その恐怖に見開かれた目が、エマを見ている。いや、エマの方向を見ているものの、何か違うものを見ているらしい。
「ばっ、ばけもの……」
そう叫びながら、ロバートは拳銃を引き抜いた。
「馬鹿ッ」
誰がそう叫んだのだったか。制止虚しく、ロバートはエマの方に銃口を向けて引き金を引いた。エマは咄嗟に空中に身を投げ出し、ロープにしがみ付く。ずるずるずる、と手の内でロープが滑る。摩擦熱で手のひらが熱い。と同時にぞわぞわと腹の底から恐怖が沸き起こる。
「――後で殺す」
エマがロバートへの殺意を確信した時、ぐっ、と下に沈み込む感覚を覚えた。ハッとして下を見れば、二階の窓から身を乗り出した屍人が、エマの足首を掴んでいる。
「ちょっと待て……!」
ずるずる、とまた身体が沈む。足首を引き寄せた屍人は、そこに噛みつこうとした。エマは逆の足でその屍人の頭を蹴飛ばす――その屍人は足首から手を離す。ほっとしたのもつかの間、今度は蹴った方の足を、別の屍人が掴む。窓からは何体もの屍人が手を伸ばし、エマを食おうと必死になっていた。
――まるで、飢えた魚の群れの中に落とされた餌だ。
エマは悲鳴さえ上げなかったものの、今までにない絶体絶命を感じていた。
その瞬間、ぷつん、とロープが切れた。
「へ」
自分でも驚くほど、情けない声が漏れる。一瞬だけ空中に浮いた後、エマは落ちた。エマの足首を掴んでいた屍人も、そのままずるりと窓の外に連れ出され、一緒に落ちる。

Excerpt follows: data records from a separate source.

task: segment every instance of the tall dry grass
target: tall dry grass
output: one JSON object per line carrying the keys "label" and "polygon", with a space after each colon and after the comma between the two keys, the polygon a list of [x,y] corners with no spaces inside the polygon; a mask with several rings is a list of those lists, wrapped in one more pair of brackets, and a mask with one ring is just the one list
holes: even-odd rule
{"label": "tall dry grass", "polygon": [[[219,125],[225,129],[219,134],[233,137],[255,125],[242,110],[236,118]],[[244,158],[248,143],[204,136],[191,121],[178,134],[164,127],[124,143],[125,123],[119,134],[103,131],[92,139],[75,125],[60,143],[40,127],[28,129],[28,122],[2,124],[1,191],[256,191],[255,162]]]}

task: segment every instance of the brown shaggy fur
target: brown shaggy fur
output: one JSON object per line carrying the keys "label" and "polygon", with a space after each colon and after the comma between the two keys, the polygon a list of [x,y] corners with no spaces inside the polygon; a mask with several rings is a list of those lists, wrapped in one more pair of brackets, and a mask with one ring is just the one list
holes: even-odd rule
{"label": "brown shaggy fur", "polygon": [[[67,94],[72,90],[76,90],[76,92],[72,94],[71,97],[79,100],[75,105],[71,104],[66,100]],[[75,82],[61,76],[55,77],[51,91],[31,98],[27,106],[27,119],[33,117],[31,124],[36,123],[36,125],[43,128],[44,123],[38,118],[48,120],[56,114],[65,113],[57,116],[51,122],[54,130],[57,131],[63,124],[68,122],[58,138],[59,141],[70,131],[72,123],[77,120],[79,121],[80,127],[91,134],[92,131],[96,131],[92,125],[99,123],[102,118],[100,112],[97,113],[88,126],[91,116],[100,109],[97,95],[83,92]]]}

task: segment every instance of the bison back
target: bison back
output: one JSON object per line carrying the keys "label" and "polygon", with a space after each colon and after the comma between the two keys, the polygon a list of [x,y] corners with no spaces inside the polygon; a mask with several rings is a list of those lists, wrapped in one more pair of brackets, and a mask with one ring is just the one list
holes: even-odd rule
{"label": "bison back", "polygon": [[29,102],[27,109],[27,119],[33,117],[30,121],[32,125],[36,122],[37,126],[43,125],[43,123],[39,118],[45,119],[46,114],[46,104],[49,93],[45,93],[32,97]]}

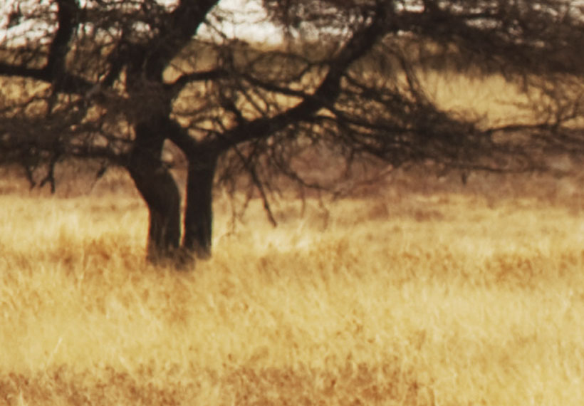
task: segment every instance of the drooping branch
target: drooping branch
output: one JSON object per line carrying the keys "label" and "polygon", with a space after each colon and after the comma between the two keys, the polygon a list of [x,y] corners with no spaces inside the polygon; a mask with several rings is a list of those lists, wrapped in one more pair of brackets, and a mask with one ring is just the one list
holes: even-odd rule
{"label": "drooping branch", "polygon": [[358,30],[328,63],[328,72],[320,84],[294,107],[271,118],[244,122],[216,139],[215,148],[226,150],[233,145],[263,138],[293,123],[308,120],[323,108],[332,105],[340,92],[341,80],[351,64],[369,52],[391,27],[387,9],[379,6],[371,22]]}

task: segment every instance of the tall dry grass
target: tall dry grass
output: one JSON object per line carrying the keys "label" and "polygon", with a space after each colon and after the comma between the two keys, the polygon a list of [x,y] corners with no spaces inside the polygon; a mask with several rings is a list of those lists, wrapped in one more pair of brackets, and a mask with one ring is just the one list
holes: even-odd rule
{"label": "tall dry grass", "polygon": [[133,194],[0,196],[0,404],[581,405],[580,195],[474,177],[219,199],[185,272]]}

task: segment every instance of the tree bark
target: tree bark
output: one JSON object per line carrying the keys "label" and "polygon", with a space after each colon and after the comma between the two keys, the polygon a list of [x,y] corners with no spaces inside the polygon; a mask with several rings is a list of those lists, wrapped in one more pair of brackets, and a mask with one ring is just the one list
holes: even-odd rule
{"label": "tree bark", "polygon": [[209,151],[188,156],[187,202],[183,247],[198,258],[211,256],[213,229],[213,180],[218,153]]}
{"label": "tree bark", "polygon": [[138,123],[128,171],[150,214],[147,259],[153,263],[174,259],[180,240],[180,194],[160,160],[164,128],[156,119]]}

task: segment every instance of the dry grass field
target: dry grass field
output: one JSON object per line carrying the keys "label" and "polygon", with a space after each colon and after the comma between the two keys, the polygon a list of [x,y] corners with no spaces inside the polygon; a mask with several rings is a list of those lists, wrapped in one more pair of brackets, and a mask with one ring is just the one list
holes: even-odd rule
{"label": "dry grass field", "polygon": [[4,178],[0,405],[580,405],[580,180],[395,175],[276,228],[219,197],[213,258],[179,272],[145,262],[127,179]]}

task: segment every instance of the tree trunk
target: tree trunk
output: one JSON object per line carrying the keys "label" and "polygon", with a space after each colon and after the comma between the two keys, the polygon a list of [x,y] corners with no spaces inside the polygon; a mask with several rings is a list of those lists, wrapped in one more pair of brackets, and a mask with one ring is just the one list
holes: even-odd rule
{"label": "tree trunk", "polygon": [[150,214],[147,259],[174,259],[180,240],[180,194],[172,175],[160,160],[164,128],[155,118],[138,123],[128,171]]}
{"label": "tree trunk", "polygon": [[218,154],[214,151],[189,156],[184,236],[182,245],[197,257],[211,256],[213,227],[213,179]]}

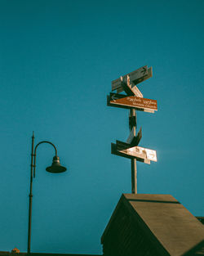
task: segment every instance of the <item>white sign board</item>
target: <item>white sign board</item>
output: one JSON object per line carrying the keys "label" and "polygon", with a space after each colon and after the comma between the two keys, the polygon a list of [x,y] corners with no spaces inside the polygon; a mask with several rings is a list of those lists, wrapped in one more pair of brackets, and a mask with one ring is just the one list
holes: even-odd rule
{"label": "white sign board", "polygon": [[135,158],[143,159],[146,164],[150,164],[150,161],[157,162],[156,151],[141,146],[133,146],[118,151],[123,154],[135,156]]}

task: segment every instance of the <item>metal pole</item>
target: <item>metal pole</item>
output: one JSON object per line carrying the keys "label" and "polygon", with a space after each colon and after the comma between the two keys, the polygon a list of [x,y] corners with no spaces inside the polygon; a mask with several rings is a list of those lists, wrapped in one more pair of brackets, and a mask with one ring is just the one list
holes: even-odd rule
{"label": "metal pole", "polygon": [[32,217],[32,190],[33,190],[33,148],[34,148],[34,132],[32,136],[32,148],[31,148],[31,164],[30,164],[30,188],[29,188],[29,231],[28,231],[28,254],[30,253],[31,241],[31,217]]}
{"label": "metal pole", "polygon": [[[136,136],[136,110],[130,110],[130,128],[133,129],[133,135]],[[136,159],[131,159],[131,193],[137,194],[137,166]]]}

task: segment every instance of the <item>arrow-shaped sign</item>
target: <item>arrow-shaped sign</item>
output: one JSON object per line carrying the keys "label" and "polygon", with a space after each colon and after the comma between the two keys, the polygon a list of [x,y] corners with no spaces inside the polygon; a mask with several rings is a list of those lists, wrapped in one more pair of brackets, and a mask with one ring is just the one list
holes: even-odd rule
{"label": "arrow-shaped sign", "polygon": [[127,75],[124,79],[121,77],[121,85],[128,96],[136,96],[143,98],[142,92],[135,85],[131,83],[130,77]]}
{"label": "arrow-shaped sign", "polygon": [[[137,81],[137,79],[143,78],[145,75],[148,75],[148,66],[144,65],[136,70],[134,70],[131,73],[128,73],[122,76],[122,79],[126,79],[126,76],[129,75],[131,81]],[[121,79],[115,79],[112,81],[112,91],[118,90],[119,88],[122,88],[121,85]],[[122,90],[123,91],[123,90]],[[121,92],[122,92],[121,91]]]}
{"label": "arrow-shaped sign", "polygon": [[[111,100],[113,95],[114,95],[114,100]],[[107,105],[124,109],[135,108],[137,110],[150,113],[154,113],[155,110],[157,110],[156,100],[140,98],[135,96],[126,97],[126,95],[113,92],[107,97]]]}
{"label": "arrow-shaped sign", "polygon": [[[150,164],[150,161],[157,162],[155,150],[140,146],[127,147],[128,144],[117,141],[117,144],[111,143],[111,153],[129,159],[135,158],[138,161]],[[129,144],[130,146],[130,144]]]}

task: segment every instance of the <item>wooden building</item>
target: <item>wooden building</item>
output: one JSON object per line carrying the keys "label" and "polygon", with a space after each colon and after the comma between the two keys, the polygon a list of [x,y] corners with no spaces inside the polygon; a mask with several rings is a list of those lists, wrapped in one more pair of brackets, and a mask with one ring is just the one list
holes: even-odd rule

尻餅を着いた。痛すぎてもんどりを打つ。けれどもたかだが一、二メートルの高さから落ちただけだ。大したことはない。エマの横に落ちた屍人は、頭から落ちたおかげで、ちょうどよく頭が潰れてしまったらしい。エマは飛ぶように立ちあがる――そして、久々に絶望した。
「やっば……」
何故か、笑いが漏れた。
エマの後ろには壁しかない。エマの前には、腕を伸ばせば届く距離から、ずっと先まで、隙間なく屍人がおしよせている。どこまでも先まで、屍人がいる。数十の屍人が幾重にもなって、エマ一人を囲んでいる。
――これは死んだ。
エマはそう確信した。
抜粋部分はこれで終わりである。